Thursday, January 5, 2012

Long Term Sustainability for Injured Personnel in Doubt. It's a con isn't it?

A Commons Defence Committee has said there are doubts over whether the ‘Government has fully understood the scale of demands to be placed on services in the coming years’ when bearing in mind the number of casualties requiring on-going treatment for injuries received in current conflicts.

The Defence Select Committee report on military casualties praised ‘the first class medical treatment’ available but questioned whether it was sustainable bearing in mind the ‘moral obligation’ to support Service personnel as set out in the Armed Forces Military Covenant.

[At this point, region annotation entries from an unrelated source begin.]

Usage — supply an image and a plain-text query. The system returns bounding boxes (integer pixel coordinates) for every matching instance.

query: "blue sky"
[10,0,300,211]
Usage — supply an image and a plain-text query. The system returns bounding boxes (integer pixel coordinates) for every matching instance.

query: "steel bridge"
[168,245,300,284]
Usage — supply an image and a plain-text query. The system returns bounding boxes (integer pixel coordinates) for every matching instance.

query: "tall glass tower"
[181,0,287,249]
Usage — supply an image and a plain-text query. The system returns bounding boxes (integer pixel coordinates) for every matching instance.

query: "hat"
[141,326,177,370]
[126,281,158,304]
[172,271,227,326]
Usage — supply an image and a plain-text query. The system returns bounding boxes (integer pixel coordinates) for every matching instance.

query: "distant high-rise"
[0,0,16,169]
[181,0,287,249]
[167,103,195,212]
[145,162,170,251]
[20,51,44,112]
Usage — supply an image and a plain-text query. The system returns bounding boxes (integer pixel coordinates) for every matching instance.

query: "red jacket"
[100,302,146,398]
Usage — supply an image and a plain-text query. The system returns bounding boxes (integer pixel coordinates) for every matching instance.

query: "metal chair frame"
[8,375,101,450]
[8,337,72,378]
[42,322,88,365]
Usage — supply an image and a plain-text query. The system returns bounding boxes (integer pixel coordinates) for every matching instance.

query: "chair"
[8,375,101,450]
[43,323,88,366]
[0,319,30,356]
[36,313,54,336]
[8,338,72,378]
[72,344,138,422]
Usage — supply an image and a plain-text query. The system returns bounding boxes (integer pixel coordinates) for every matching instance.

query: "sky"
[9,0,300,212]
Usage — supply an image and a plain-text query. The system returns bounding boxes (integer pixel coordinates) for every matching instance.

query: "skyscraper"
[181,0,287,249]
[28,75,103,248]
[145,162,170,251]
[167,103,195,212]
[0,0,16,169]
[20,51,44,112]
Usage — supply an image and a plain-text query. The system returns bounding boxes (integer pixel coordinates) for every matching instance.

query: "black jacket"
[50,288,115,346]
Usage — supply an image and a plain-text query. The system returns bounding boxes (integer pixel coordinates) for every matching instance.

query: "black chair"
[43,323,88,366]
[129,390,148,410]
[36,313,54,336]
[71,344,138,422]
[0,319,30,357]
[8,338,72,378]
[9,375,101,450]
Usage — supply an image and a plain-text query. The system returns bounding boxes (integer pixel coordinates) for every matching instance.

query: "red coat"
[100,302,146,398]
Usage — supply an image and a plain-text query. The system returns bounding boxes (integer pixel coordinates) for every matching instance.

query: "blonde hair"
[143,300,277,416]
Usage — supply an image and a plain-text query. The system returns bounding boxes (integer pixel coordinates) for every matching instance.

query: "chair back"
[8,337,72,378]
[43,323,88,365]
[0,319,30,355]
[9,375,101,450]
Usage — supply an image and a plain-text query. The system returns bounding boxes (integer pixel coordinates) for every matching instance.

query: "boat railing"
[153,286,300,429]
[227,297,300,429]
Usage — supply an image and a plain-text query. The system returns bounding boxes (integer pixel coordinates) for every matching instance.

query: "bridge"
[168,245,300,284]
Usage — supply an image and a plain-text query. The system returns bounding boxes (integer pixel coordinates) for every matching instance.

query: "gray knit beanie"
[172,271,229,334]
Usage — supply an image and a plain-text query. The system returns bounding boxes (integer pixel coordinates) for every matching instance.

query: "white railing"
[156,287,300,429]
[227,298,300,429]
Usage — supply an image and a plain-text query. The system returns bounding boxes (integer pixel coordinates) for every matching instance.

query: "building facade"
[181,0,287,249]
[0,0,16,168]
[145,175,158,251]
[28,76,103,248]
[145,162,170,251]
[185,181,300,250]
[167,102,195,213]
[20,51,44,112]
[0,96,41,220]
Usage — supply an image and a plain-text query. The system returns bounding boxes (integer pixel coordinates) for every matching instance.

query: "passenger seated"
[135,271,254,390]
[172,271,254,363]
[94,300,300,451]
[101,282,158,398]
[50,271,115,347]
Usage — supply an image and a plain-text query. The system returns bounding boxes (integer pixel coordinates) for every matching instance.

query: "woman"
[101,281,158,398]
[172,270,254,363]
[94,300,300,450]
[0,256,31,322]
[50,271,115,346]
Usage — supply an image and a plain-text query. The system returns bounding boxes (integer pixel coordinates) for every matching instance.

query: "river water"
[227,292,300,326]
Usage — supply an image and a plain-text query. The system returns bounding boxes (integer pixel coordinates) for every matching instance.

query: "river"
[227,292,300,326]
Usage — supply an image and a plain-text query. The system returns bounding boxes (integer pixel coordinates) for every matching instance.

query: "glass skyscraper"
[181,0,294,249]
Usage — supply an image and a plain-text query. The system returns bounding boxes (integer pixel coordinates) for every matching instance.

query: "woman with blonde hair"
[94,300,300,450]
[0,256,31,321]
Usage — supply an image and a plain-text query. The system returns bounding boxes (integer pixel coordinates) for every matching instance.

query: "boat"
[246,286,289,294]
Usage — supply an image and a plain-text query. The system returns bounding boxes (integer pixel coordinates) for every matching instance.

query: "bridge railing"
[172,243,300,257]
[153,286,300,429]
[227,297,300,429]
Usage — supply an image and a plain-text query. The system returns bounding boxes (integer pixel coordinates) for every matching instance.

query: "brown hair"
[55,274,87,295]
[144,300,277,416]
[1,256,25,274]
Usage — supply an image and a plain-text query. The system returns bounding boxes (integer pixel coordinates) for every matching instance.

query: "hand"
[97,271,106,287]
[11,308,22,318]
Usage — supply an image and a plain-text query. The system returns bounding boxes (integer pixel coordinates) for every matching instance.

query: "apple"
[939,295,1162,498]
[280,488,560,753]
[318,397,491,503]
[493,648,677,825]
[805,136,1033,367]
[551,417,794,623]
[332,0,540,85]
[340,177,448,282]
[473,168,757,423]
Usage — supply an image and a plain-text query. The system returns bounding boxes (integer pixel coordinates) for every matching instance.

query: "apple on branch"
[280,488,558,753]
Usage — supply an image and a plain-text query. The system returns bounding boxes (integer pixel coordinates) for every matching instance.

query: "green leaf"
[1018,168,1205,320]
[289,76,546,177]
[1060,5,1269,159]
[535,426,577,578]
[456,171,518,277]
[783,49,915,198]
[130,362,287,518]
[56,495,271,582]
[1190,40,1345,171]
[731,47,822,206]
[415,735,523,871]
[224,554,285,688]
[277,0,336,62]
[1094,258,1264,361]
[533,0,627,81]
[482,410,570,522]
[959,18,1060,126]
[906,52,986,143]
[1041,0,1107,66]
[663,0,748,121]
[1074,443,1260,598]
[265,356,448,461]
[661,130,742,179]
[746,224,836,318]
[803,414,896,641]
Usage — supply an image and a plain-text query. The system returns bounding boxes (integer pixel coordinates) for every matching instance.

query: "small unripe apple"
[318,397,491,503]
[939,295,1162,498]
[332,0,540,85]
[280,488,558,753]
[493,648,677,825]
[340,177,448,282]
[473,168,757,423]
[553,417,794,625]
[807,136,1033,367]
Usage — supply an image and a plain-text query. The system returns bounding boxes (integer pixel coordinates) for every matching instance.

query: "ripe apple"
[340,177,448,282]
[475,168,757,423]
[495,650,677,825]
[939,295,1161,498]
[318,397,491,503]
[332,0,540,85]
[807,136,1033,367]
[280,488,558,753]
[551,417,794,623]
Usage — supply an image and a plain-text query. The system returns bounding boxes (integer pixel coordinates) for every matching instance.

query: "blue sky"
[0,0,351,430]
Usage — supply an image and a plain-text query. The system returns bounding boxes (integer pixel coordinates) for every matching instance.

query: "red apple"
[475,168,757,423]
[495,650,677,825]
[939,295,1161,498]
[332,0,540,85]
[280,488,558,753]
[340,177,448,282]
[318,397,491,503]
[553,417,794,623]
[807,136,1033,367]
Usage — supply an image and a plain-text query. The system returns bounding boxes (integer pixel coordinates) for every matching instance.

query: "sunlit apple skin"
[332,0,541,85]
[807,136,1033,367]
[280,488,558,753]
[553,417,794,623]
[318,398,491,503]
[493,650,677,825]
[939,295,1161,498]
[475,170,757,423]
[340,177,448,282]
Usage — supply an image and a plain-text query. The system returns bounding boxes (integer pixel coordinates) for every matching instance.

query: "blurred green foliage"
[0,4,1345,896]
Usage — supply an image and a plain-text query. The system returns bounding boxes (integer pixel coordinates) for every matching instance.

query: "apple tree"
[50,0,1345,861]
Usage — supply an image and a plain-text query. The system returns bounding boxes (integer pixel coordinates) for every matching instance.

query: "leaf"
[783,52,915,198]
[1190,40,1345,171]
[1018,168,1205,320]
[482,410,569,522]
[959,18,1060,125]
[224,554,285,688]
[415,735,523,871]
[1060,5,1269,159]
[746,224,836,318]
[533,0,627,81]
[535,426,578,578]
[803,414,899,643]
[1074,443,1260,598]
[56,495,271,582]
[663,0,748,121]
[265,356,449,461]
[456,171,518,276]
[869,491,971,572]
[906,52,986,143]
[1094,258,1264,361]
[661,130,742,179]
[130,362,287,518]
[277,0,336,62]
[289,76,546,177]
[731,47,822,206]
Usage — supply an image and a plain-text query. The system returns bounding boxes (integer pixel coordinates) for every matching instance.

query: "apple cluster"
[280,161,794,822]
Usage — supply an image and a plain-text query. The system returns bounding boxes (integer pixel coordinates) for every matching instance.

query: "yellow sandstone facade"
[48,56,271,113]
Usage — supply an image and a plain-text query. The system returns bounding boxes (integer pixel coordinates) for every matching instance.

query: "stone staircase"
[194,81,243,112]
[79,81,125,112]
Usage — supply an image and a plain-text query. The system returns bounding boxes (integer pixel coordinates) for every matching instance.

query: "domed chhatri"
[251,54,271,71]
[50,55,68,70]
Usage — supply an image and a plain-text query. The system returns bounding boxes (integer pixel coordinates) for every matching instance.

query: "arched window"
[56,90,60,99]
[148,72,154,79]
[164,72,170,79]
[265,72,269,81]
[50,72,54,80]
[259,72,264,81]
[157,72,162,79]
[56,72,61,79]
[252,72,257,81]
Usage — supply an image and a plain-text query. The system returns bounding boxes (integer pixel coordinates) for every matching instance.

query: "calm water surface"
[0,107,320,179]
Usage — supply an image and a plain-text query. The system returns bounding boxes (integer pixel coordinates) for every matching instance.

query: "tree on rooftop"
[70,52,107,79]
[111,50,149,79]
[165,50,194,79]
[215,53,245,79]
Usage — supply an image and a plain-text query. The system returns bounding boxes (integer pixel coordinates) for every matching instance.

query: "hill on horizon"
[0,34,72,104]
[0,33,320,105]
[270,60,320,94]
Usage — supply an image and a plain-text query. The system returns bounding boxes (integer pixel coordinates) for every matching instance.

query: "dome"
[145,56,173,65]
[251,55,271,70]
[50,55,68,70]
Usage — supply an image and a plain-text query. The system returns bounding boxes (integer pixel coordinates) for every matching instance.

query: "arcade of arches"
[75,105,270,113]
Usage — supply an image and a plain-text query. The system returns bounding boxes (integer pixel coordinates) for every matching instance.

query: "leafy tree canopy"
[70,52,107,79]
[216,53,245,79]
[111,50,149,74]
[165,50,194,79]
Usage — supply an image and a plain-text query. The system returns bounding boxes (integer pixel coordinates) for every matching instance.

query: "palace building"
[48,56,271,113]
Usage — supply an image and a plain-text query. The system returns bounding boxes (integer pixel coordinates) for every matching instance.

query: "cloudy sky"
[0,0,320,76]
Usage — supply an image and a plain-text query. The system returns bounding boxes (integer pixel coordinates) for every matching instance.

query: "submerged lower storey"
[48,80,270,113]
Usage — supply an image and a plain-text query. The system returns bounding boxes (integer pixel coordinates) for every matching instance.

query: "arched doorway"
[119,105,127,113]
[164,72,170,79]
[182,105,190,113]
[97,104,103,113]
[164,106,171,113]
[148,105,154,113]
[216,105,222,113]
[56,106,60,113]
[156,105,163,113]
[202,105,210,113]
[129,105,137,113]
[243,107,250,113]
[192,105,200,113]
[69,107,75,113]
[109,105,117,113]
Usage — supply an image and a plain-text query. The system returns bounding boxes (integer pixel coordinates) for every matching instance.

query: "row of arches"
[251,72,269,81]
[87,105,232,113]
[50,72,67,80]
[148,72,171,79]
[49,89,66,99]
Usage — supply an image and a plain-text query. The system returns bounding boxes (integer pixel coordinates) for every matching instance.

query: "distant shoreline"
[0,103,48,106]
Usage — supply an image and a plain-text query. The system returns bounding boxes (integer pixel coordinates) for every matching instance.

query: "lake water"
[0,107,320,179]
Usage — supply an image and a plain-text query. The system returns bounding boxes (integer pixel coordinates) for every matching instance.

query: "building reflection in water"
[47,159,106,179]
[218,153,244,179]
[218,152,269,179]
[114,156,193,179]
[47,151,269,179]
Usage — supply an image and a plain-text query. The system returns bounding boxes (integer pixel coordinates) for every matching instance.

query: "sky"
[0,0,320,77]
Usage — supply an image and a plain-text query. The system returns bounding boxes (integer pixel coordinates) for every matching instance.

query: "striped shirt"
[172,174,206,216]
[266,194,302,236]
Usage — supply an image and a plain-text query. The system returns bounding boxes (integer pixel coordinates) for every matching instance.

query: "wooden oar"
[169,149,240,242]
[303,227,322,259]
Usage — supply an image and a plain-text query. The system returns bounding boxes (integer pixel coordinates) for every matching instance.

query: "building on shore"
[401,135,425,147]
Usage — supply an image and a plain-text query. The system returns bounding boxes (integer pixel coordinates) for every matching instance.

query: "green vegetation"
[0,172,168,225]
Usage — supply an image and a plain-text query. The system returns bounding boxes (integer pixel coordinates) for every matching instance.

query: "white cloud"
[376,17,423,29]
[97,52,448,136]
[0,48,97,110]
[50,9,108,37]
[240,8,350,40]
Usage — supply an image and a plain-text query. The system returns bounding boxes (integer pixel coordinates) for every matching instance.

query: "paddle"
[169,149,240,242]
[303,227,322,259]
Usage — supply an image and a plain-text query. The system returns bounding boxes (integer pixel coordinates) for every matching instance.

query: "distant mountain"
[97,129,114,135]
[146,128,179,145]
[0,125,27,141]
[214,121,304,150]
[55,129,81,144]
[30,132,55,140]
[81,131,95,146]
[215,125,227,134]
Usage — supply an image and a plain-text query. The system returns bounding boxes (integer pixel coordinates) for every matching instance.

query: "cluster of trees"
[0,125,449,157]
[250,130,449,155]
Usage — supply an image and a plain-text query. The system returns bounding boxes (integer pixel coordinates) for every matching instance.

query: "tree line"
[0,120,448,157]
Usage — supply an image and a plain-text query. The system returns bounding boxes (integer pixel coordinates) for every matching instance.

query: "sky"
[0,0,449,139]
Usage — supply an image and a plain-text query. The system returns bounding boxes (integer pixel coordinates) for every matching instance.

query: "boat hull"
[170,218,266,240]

It went on to urge the Government to ‘act as a matter of urgency’ to exclude Armed Forces compensation paid to injured personnel from consideration when ‘means-tested’ benefits are assessed.

It was acknowledged by the committee that while the MoD provided ‘outstanding care’ in many areas ‘this cannot always be said for the support it gives to families’. It was also critical about the lack of support given to children following the death or serious injury of a relative and urged the department to ‘look again’ at its support services.

The committee also said that Government reforms of the National Health Service will affect the future care of soldiers injured on the battlefield and requiring on-going treatment.

When discussing the significant contribution made by Service charities the report suggested that charities could well be paying for projects that should be funded by the MoD. The report said it was important for the MoD and charities ‘to work even more closely together to explore ways of ensuring that new capital projects provided by charities can be sustained into an era when current levels of donations may no longer be relied upon [after the withdrawal from Afghanistan]’.

The Defence Select Committee Chairman, James Arbuthnot, said:

“We, as a committee, have seen how determined our injured servicemen and women are to achieve the fullest possible recovery from their injuries. They see it as duty to get better and to return to their units if at all possible.

“And we have been impressed by the brave and skillful personnel, both military and civilian, who are providing the medical care that our Armed Forces need.

“But we need to have the confidence that such specific treatment, for injuries hardly ever seen in the general NHS experience, will continue long after an individual’s retirement and into old age.”

In response the Minister for Defence Personnel, Welfare and Veterans, Andrew Robathan, said:

“There is always more to do and we will consider carefully the committee’s specific recommendations as we strive to fully meet and sustain our commitment to wounded, injured and sick personnel under the Armed Forces Covenant.”